Mafalda Vasconcelos expõe “o outro lado de vênus” na Fundação Fernando Leite Couto
É com a mulher e a sua relação com a natureza que a artista plástica moçambicana Mafalda Vasconcelos se estreia numa exposição individual. “O outro lado de vênus”, será inaugurada na quarta-feira, 04 de Março de 2026, às 18 horas, na Fundação Fernando Leite Couto.
Para quem já conhecia o universo da artista será a confirmação enquanto quem a desconhece poderá descobrir um universo de imaginação, observação e criação à volta do feminino, como o princípio do belo na humanidade. Mafalda Vasconcelos, na sua carreira de cerca de 10 anos, maior parte feira no estrengeiro, com exposições na Austrália, Inglaterra, Estados Unidos e Canadá, apresenta-se agora no seu solo pátrio, com o trabalho a ser apresentado com a curadoria de Yolanda Couto.
O desenho e a pintura a óleo constituem o centro da sua produção. Para a artista, a arte é um exercício de introspecção – um meio de revelar emoções e pensamentos profundos, em diálogo constante com a sua identidade e história. Os seus retratos, vibrantes e íntimos nascem das mulheres da sua família e das suas próprias experiências enquanto mulher, procurando suspender o tempo e criar um encontro silencioso e duradouro com quem os contempla.
Numa leitura à obra de Mafalda Vasconcelos, a escritora Eliana N’zualo constata que “Cada obra traz elementos naturais, como árvores e flores, incorporando materiais orgânicos que ressaltam a conexão íntima entre a Mulher e a Natureza”. A exposição remete à figura de Vénus, a deusa da fertilidade, que simboliza não apenas a fecundidade da terra, mas também a fertilidade de ideias e emoções. As mulheres retratadas aqui são também Vênus, preenchendo o espaço com suas cores vibrantes, texturas ricas e composições vivas, transmitindo uma riqueza que ressoa em cada canto da exposição.”
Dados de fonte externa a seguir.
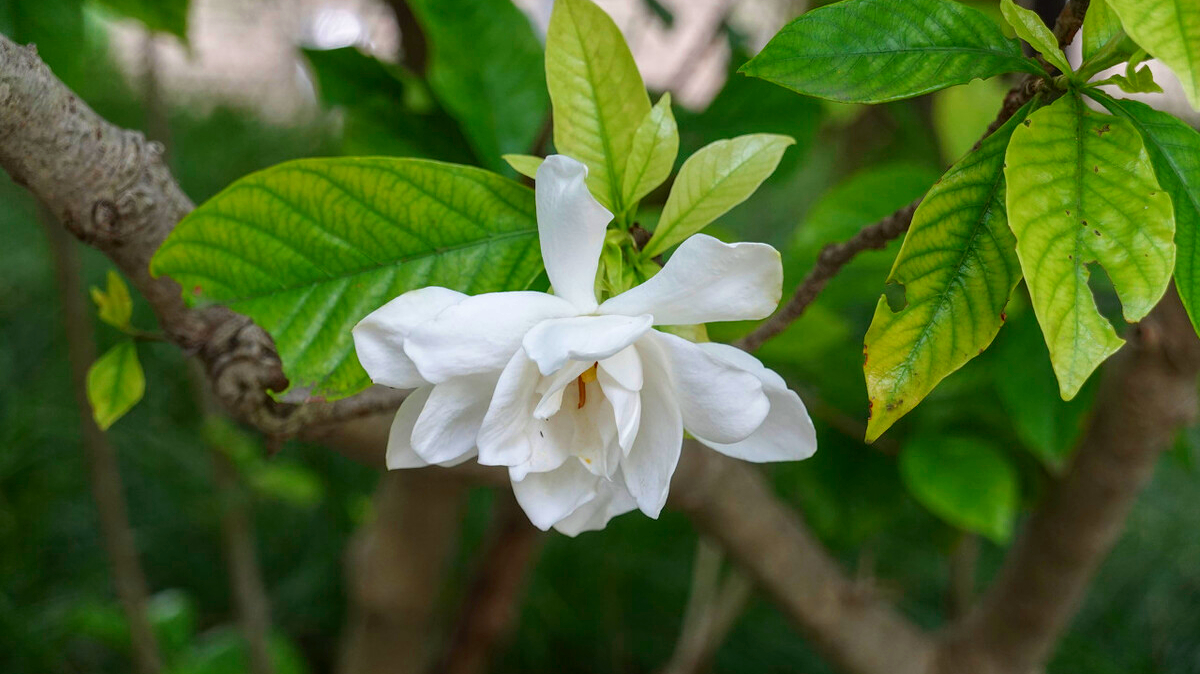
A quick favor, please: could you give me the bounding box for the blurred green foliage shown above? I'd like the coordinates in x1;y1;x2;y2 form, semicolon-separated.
0;0;1200;674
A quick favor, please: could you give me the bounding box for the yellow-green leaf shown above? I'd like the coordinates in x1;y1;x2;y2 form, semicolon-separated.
863;98;1032;441
1082;0;1121;61
88;339;146;431
1108;0;1200;109
503;155;546;177
150;157;542;399
91;269;133;330
900;435;1020;543
642;133;796;258
1004;95;1175;399
1000;0;1070;73
622;92;679;207
546;0;650;215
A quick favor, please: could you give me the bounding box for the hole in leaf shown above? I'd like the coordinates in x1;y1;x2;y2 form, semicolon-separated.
883;281;908;313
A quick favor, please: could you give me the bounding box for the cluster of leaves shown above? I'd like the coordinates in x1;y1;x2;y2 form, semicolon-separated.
743;0;1200;439
151;0;793;399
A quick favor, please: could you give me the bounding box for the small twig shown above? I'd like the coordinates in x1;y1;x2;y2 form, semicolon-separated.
734;0;1088;351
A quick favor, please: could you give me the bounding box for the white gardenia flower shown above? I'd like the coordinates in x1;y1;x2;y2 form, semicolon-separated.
354;155;816;536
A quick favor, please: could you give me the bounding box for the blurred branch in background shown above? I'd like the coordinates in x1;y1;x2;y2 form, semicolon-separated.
42;217;162;674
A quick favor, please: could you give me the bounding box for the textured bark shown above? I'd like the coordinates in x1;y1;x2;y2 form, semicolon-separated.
46;223;162;674
338;471;466;674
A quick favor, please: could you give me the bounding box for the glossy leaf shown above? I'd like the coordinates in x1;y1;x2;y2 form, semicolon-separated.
151;157;541;399
1098;96;1200;331
409;0;550;170
1004;95;1175;399
742;0;1042;103
1108;0;1200;109
503;155;546;179
88;339;146;431
98;0;190;42
1082;0;1121;61
642;133;796;258
863;98;1030;441
546;0;650;215
91;269;133;330
1000;0;1070;73
622;92;679;206
900;435;1020;543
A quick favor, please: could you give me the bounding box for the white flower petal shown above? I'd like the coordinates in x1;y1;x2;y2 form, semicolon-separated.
600;234;784;325
475;349;540;465
642;330;770;443
620;342;683;518
522;315;650;375
352;287;467;389
696;343;817;463
535;155;612;313
404;290;578;384
600;345;642;391
388;386;433;470
554;475;637;536
413;373;498;463
512;461;600;531
596;363;642;455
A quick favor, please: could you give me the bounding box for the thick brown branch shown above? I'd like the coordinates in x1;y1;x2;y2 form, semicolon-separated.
940;290;1200;674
Cresceu envolvida por múltiplas influências culturais – europeias, africanas e australianas que moldaram desde cedo o seu olhar sensível sobre o mundo. O amor pela arte despertou por volta dos 9 anos, de forma íntima e espontânea quando criava as suas primeiras peças, sentada ao lado da sua avó de origem Nharinga, na Zambézia. Enquanto a avó trabalhava e costurava, Mafalda observava, aprendendo o valor do gesto, do tempo e da criação manual.
Após viver 19 anos em Maputo, Mafalda partiu para Espanha onde estudou design de moda aprofundando a sua relação com a forma, o corpo e a expressão visual. Mais tarde, na Austrália, concluiu um mestrado em Empreendedorismo, experiência que ampliou a sua visão sobre a criação artística enquanto espaço de reflexão e autonomia.
Já de volta a Moçambique, a artista fez parte de exposições colectivas em 2023, na Kulungwana e em 2024 na Vulcano. Agora em “O outro lado de vênus” patente na Fundação Fernando Leite Couto durante todo o mês de Março, a partir do dia 4, busca um encontro ainda mais profundo com o público.